En el primer álbum como solista del músico de Denver, del 2010, bastante autobiográfico y en el que Grant exorciza a varios demonios de su infancia y juventud, se puede escuchar de entrada una sublime tripleta de canciones como apertura a la solidez romántica de Grant, en un prodigioso ascenso emocional que se legitima en cada track: curativos arpegios de guitarra y voces, vibraciones otoñales en el canto, atmósferas creadas por el piano que ceden el paso a flautas pastorales, límpidos y delicados sentimientos a flor de piel que hablan con arte del desmayo.
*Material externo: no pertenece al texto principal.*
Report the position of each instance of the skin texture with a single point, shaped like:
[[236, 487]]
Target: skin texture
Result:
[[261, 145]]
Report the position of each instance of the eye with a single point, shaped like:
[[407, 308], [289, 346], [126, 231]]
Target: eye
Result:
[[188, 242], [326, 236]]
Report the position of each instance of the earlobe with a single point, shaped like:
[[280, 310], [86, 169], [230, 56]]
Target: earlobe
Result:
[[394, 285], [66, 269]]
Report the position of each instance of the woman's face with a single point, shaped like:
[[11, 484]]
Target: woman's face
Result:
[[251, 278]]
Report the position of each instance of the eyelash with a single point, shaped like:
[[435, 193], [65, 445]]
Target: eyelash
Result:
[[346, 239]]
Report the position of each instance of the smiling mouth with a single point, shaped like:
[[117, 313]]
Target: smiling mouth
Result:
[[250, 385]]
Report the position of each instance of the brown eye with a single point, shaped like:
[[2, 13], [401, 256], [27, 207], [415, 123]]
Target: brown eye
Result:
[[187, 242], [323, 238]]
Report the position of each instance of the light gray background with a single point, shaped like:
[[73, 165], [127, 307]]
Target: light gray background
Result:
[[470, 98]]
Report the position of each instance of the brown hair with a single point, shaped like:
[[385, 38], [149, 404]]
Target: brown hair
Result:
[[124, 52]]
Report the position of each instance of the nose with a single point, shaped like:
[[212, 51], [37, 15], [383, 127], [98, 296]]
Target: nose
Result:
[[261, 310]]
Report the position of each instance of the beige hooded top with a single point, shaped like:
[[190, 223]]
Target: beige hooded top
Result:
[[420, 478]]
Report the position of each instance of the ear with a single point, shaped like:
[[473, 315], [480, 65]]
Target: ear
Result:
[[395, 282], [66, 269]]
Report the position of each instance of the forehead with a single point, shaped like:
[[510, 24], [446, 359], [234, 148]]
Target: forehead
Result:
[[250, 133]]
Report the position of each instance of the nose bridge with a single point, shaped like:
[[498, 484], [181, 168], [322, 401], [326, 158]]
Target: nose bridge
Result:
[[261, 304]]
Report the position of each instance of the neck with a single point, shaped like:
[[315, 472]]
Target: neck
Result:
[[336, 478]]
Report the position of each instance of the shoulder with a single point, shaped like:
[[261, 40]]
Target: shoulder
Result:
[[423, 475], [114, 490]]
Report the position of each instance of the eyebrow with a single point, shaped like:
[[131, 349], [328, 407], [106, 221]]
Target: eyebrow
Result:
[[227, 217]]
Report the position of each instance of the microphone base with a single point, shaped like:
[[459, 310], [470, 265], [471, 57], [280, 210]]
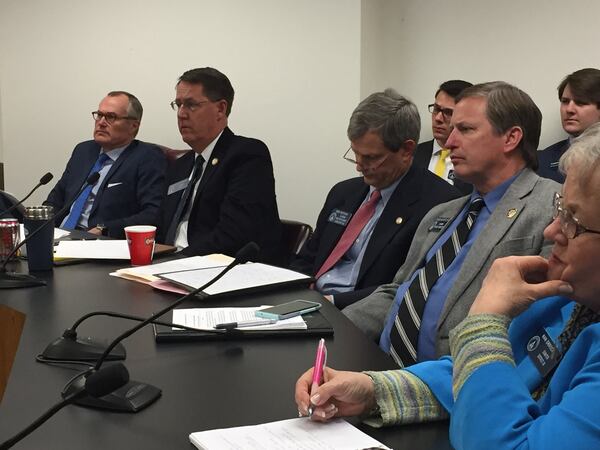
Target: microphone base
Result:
[[12, 280], [130, 398], [85, 349]]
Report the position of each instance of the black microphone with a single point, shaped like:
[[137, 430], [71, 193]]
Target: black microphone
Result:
[[44, 180], [69, 347], [97, 384], [10, 280], [135, 395]]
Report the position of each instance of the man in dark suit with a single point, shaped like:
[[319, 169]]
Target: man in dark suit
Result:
[[383, 132], [433, 154], [579, 95], [222, 195], [456, 242], [130, 189]]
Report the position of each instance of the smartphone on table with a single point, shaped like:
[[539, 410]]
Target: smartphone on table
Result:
[[287, 310]]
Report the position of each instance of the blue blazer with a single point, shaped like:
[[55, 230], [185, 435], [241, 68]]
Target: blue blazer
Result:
[[418, 192], [131, 193], [548, 161], [234, 203], [423, 156]]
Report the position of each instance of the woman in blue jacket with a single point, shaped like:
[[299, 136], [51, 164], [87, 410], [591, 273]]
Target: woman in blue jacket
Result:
[[531, 382]]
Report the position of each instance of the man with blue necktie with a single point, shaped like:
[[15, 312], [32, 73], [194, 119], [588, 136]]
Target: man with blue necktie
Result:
[[130, 189], [493, 145]]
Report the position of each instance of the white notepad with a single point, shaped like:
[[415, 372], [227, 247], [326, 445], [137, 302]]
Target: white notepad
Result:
[[294, 434]]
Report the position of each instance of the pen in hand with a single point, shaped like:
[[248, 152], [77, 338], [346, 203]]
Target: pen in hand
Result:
[[320, 361]]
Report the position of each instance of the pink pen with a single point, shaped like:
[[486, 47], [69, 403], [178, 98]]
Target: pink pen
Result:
[[320, 361]]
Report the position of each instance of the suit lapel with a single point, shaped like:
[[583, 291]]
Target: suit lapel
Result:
[[400, 205], [498, 224], [113, 169], [332, 234]]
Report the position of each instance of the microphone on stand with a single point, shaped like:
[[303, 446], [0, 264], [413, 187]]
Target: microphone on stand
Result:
[[135, 395], [97, 384], [44, 180], [9, 280], [69, 347]]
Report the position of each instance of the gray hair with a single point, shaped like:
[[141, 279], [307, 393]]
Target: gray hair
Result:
[[394, 118], [584, 153], [509, 106], [134, 107]]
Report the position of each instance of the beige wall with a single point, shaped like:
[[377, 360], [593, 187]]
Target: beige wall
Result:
[[295, 66], [417, 44], [298, 67]]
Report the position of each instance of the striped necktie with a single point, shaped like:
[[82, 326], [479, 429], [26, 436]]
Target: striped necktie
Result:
[[405, 332], [184, 200]]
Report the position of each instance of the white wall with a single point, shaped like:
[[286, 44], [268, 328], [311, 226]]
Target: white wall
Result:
[[299, 68], [295, 66], [417, 44]]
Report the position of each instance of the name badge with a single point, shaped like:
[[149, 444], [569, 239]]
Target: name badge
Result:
[[179, 186], [543, 352], [339, 217], [438, 224]]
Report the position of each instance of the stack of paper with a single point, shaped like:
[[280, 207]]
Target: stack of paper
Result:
[[207, 318], [301, 433], [147, 274]]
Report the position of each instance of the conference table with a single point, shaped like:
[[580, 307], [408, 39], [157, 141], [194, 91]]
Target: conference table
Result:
[[205, 384]]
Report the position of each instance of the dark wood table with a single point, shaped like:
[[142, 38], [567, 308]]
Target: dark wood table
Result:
[[205, 385]]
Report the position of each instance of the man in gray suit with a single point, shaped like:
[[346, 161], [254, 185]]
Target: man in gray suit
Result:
[[496, 129]]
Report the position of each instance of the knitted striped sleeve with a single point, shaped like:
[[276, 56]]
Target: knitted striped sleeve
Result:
[[403, 398], [479, 339]]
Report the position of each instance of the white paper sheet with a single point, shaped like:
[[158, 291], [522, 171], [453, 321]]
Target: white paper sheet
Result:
[[146, 274], [97, 249], [297, 434], [244, 276], [207, 318]]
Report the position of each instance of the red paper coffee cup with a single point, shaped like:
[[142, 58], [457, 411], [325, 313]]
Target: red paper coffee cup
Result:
[[140, 239]]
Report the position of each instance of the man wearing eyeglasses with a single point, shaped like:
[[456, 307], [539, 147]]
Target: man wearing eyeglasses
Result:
[[130, 188], [433, 154], [221, 195], [493, 145], [367, 223]]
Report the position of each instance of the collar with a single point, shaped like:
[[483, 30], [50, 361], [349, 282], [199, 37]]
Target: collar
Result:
[[115, 152]]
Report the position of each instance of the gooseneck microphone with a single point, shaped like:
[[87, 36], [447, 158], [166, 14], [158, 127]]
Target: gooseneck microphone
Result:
[[69, 347], [44, 180], [97, 384], [10, 280], [135, 395]]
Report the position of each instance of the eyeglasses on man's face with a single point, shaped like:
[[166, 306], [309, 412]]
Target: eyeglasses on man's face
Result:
[[367, 162], [186, 105], [569, 225], [434, 109], [109, 117]]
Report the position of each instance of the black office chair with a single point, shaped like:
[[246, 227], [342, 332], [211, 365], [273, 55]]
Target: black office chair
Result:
[[6, 202], [295, 234]]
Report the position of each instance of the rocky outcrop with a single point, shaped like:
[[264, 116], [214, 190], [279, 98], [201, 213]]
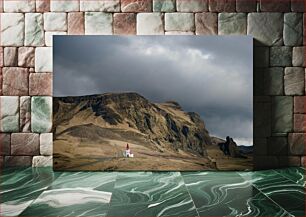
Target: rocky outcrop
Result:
[[165, 125]]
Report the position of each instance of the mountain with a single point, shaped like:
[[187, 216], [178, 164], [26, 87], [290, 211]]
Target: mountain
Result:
[[99, 126]]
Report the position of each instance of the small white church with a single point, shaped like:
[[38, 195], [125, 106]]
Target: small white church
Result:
[[128, 152]]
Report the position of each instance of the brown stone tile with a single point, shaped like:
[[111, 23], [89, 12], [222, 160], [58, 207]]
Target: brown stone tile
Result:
[[76, 23], [25, 114], [278, 145], [260, 146], [272, 6], [10, 56], [298, 5], [297, 142], [25, 144], [206, 23], [18, 161], [40, 84], [26, 56], [136, 5], [222, 6], [42, 5], [246, 5], [300, 104], [124, 24], [15, 81], [299, 124], [5, 144]]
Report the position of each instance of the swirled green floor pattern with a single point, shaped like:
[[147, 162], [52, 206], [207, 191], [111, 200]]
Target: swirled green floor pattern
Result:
[[43, 192]]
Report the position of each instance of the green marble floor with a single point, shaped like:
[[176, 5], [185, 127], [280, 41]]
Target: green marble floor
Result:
[[42, 192]]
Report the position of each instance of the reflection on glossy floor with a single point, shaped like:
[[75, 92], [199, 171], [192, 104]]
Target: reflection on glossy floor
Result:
[[42, 192]]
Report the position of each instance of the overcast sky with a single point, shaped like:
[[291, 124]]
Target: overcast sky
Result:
[[211, 75]]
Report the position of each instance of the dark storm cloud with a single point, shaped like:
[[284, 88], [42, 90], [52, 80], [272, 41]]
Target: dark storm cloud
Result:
[[208, 75]]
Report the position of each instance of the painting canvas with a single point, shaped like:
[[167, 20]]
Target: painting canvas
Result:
[[153, 103]]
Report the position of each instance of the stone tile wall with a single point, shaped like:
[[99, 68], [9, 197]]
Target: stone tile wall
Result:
[[27, 27]]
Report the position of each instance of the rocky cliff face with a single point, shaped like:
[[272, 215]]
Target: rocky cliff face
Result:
[[163, 124]]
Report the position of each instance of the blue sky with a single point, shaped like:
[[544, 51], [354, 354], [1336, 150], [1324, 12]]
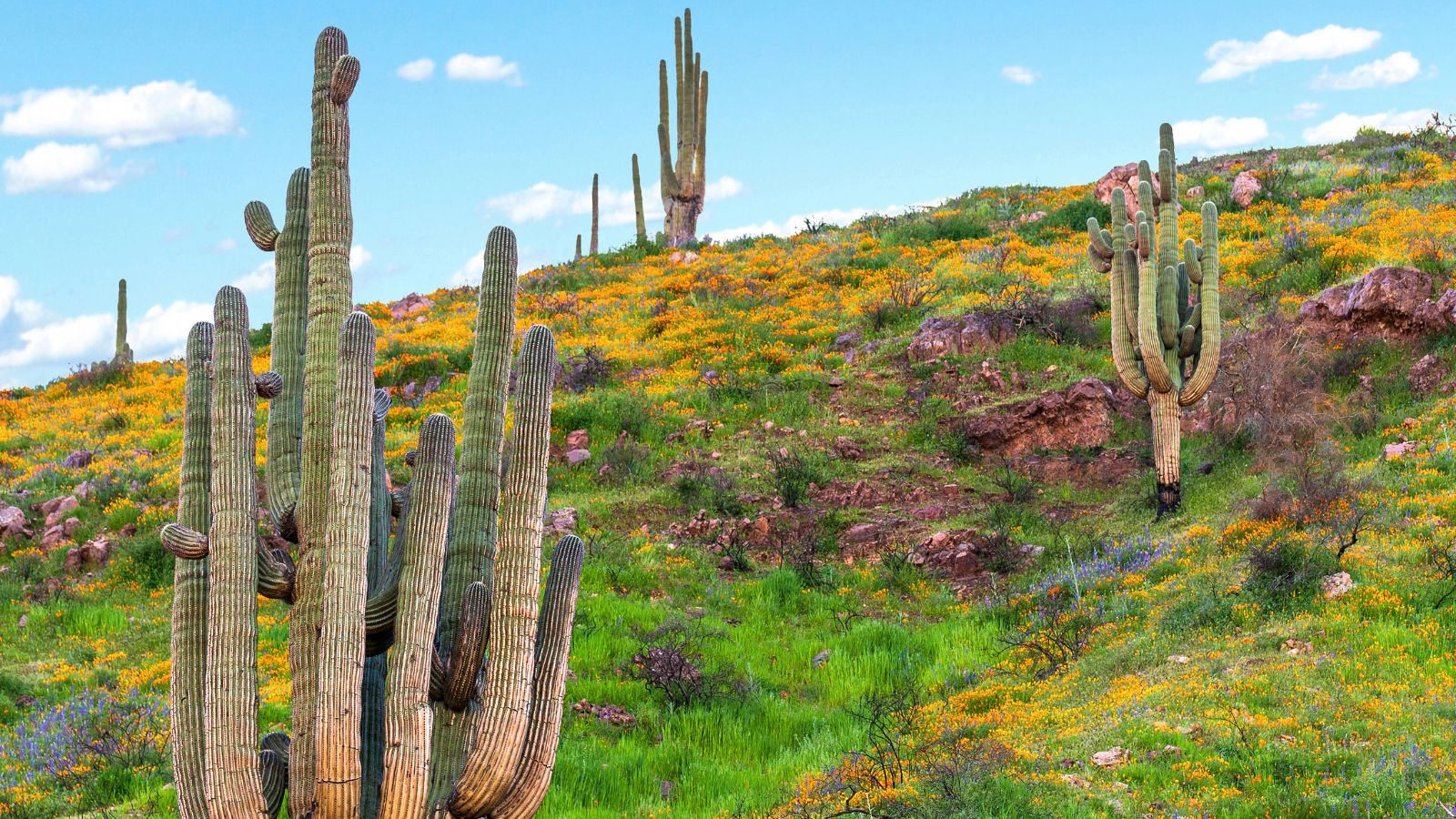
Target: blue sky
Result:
[[133, 135]]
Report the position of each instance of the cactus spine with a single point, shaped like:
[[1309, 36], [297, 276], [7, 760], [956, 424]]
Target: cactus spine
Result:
[[594, 215], [683, 179], [123, 356], [637, 200], [1167, 329], [369, 741]]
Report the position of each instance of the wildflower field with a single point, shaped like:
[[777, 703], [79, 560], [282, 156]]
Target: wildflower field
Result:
[[761, 494]]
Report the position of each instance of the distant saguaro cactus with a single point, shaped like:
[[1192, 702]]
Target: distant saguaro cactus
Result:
[[123, 356], [594, 215], [637, 200], [443, 589], [683, 178], [1167, 329]]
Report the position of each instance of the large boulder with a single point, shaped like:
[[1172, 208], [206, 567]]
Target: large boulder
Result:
[[1079, 416], [1245, 188], [1390, 302], [950, 336]]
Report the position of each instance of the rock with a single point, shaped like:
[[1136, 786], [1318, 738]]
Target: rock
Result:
[[972, 332], [12, 522], [846, 448], [1079, 416], [1336, 584], [1245, 188], [410, 305], [1398, 450], [1388, 302], [79, 460], [1427, 375], [561, 521], [1123, 177], [87, 555], [56, 509]]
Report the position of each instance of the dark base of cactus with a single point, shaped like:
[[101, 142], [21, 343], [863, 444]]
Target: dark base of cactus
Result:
[[1169, 496]]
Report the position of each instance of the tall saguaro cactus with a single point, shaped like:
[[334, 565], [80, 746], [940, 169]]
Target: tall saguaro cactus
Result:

Queen of Denmark es un álbum de medios tiempos en clave alternativa de soft-rock, de dream pop, de alt-country; en él se escuchan las referencias y evocaciones (muy FM) de grupos o solistas como Supertramp, Clifford T. Ward, Jackson Browne o Harry Nilsson, entre otros. Grant posee una voz pura, transparente, de ensoñadora melancolía, que emite señales ambiguas (sentimientos angelicales proyectados con los ecos de un sucio callejón del ríspido Denver) en una obra que resulta una exquisitez para los oídos.